Rien ne sort de cette foire d'empoigne. Certaines idées de bon sens, comme celle de créer un marché unique interne pour certains dispositifs électroniques, s'évaporent dans le brouhaha. « Nous sommes en état d'intox permanente », conclut Dany Hindenoch. « Le financement des écuries est le seul vrai problème qui nous concerne tous, mais on se garde bien de l'aborder. » En effet, comment assurer la survie des plus petites structures, ou éviter de créer une Formule 1 « à deux vitesses », en laissant proliférer des systèmes « high-tech » que seuls les mastodontes de la discipline pourront et sauront développer ? Ces préoccupations ne sont évidemment pas celles des grands constructeurs, comme en témoigne Louis Schweitzer, le président de Renault: « Je ne comprends pas au nom de quel strict processus la F1 se priverait de l'ABS ou des dispositifs électroniques que les constructeurs adoptent maintenant sur des modèles de grande série. » Il admet cependant que 90% des écuries de F1 ne font que de la compétition et ne sont pas des multinationales de l'automobile tournées vers la vente de berlines de luxe...
Présentation de l'épreuve
Avec un misérable point inscrit en quatre épreuves (par Gerhard Berger à Kyalami), Ferrari vit le pire début de saison depuis son entrée en F1, en 1950. Les hommes de Sante Ghedini font profil bas, même si beaucoup peinent à cacher leur mauvaise humeur. « Je n'ai jamais conduit une voiture aussi mauvaise ! » grogne ainsi Berger. Giancarlo Minardi raconte tout faraud cette anecdote: « Luca di Montezemolo m'a reçu à Maranello. Nous avons procédé à un vaste tour d'horizon, lui à son niveau, moi au mien. En me raccompagnant, il m'a demandé: « As-tu une recette, mon cher Giancarlo, pour marquer des points ? » » Minardi s'esclaffe, bien qu'au fond il soit désolé des malheurs de cette marque qu'il admire profondément. En fait, Ferrari attend avec impatience l'arrivée de Jean Todt. « Nous avons besoin d'un directeur qui soit un authentique coordinateur des énergies et des intelligences qui pullulent à Maranello », énonce Niki Lauda, qui évidemment s'exprime à dessein.

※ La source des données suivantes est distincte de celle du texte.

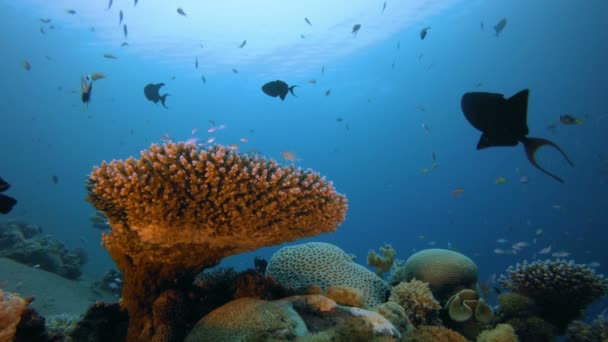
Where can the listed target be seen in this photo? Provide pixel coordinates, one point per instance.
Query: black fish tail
(531, 145)
(291, 90)
(163, 98)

Giancarlo Baccini, l'attaché de presse de Ferrari, officialise le renouvellement du contrat de Jean Alesi pour deux saisons, 1994 et 1995. Le Français sera en outre désormais placé sur un pied d'égalité avec Berger qui ne justifie guère son statut de n°1 officieux. Voilà une grande preuve de confiance entre l'Avignonnais et son équipe, et ce en dépit des résultats calamiteux de ce début de saison. « Pour aimer Ferrari, je ne crois pas être masochiste », confie Alesi avec malice.

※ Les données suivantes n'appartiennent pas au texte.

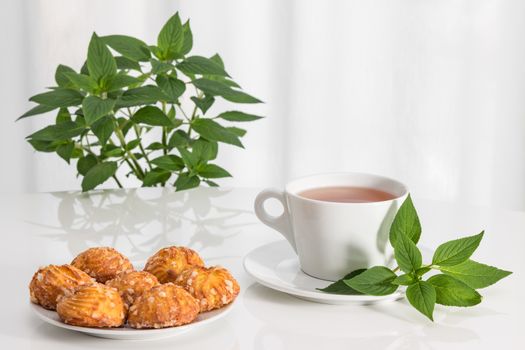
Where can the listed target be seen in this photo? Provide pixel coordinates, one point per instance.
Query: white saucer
(276, 266)
(126, 333)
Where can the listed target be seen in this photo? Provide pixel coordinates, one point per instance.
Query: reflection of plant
(105, 110)
(144, 223)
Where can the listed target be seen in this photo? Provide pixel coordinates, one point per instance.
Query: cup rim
(404, 188)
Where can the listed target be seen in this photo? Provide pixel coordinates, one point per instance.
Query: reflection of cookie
(169, 262)
(102, 263)
(95, 305)
(162, 306)
(51, 282)
(132, 284)
(213, 287)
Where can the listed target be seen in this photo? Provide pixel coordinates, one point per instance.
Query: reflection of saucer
(276, 266)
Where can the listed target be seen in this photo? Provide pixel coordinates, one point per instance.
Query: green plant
(455, 285)
(105, 110)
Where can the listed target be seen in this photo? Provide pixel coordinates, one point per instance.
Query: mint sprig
(455, 285)
(128, 92)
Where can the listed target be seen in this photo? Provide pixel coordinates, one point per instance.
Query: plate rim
(311, 295)
(124, 332)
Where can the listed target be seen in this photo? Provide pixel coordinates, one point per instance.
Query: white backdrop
(429, 92)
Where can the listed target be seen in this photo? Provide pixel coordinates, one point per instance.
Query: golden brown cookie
(95, 305)
(169, 262)
(132, 284)
(102, 263)
(53, 281)
(165, 305)
(214, 287)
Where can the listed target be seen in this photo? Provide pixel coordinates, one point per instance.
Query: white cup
(334, 238)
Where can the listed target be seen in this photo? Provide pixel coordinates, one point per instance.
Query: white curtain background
(429, 92)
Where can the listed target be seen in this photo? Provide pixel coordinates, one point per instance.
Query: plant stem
(117, 181)
(137, 131)
(164, 133)
(194, 113)
(164, 140)
(137, 170)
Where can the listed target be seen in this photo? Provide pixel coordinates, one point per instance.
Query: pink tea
(347, 194)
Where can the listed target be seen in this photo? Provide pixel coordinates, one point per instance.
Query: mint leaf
(405, 280)
(212, 171)
(95, 108)
(236, 116)
(59, 97)
(213, 131)
(100, 62)
(151, 115)
(178, 139)
(340, 287)
(172, 87)
(63, 115)
(156, 176)
(189, 158)
(422, 270)
(475, 274)
(201, 65)
(120, 81)
(61, 131)
(185, 181)
(407, 254)
(171, 38)
(103, 128)
(126, 63)
(205, 150)
(376, 280)
(65, 151)
(60, 76)
(451, 292)
(203, 103)
(422, 296)
(128, 46)
(40, 109)
(169, 162)
(81, 81)
(98, 174)
(406, 222)
(143, 95)
(456, 251)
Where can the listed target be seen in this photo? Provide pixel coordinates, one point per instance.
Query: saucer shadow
(220, 334)
(295, 323)
(141, 221)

La fameuse réunion tripartite de Londres entre Flavio Briatore, Ron Dennis et Steve Parker, annoncée à Imola, a été reportée puis définitivement annulée. Le patron de Benetton a en effet déclaré qu'il n'y avait rien à négocier: « McLaren ne recevra le moteur Ford VII que lorsque nous aurons le Ford VIII, et nous n'avons pas besoin de la technologie TAG. » Voilà qui est clair. Parker prie Briatore et Dennis de ne pas rallumer l'incendie à ce sujet. Mais, on l'a vu, les deux hommes trouvent quand même le moyen de s'écharper autour du futur règlement...
Les employés du team Williams ont une mauvaise surprise à leur arrivée en Catalogne: les réservations de leurs chambres à l'hôtel Ciutat de Granollers n'ont pas été validées ! Seuls Alain Prost et Damon Hill sont logés.. Patrick Head, toujours très nerveux, tempête et s'emporte contre le personnel. Finalement, flanqué du team manager Ian Harrison, il déniche des chambres pour ses hommes. Frank Williams ironise sur l'impulsivité de son compère: « Patrick contrôle tout. Il déteste les impondérables. Il n'accepte même pas ceux d'une course. Alors si on l'embête pour une histoire d'hôtel... »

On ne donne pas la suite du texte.